2)     Priscila Ko utiliza gran parte de su carta para intentar deshumanizar a los miembros del grupo Hamas y a los palestinos en general. En uno de sus argumentos, insiste que una “vida judía” vale mucho más que la de un palestino de Hamas. Esto es muy cierto desde la óptica del Estado de Israel, que mata palestinos de a cientos o miles y también tiene recluidos a miles de presos políticos palestinos, muchos sin derecho aabogado (detención administrativa indefinida). Constituye esta la visión racista típica de toda sociedad colonial en su desprecio de la vida del pueblo originario. En este caso la “vida judía” es sagrada, mientras que la vida del aborigen vale poco o nada. En su manipulación, Priscila Ko utiliza la declarada disposición de los combatientes de Hamas a morir por su causa como una supuesta prueba de que los palestinos de Hamas desprecian la vida.
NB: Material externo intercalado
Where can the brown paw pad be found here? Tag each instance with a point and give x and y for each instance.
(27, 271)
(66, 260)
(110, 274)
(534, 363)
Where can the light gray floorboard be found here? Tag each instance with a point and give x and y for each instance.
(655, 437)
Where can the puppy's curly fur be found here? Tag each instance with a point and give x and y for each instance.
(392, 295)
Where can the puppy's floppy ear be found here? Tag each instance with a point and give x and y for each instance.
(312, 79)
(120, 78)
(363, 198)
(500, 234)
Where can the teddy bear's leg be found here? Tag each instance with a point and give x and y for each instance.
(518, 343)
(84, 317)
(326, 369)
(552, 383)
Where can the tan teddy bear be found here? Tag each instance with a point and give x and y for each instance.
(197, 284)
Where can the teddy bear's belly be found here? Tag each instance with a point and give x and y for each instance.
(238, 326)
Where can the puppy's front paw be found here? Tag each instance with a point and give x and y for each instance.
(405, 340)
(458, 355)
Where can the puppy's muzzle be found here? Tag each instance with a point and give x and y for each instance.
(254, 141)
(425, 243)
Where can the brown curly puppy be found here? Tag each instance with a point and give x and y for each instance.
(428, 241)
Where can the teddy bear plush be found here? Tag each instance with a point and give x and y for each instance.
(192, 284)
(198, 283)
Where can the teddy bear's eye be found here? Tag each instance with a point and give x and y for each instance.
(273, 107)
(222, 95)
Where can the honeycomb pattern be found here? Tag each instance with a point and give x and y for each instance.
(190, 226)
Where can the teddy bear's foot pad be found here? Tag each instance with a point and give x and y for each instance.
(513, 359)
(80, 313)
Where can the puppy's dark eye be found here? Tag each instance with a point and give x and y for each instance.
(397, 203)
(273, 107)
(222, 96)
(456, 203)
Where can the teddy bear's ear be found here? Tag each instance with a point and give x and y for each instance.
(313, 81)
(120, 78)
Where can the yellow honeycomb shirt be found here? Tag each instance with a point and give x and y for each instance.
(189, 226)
Por todo lo expuesto, no quedan dudas de que la carta de Priscila Ko donde se larga a difamarme y a mentir sobre la naturaleza de la tragedia palestina tiene un objetivo evidente: desacreditar mis denuncias y encubrir el genocidio palestino.

Como literatura sugerida a aquellos que quisieran saber más sobre los orígenes de la Tragedia Palestina:

El libro «La Limpieza Étnica de Palestina», del Historiador Israelí ilán Pappe.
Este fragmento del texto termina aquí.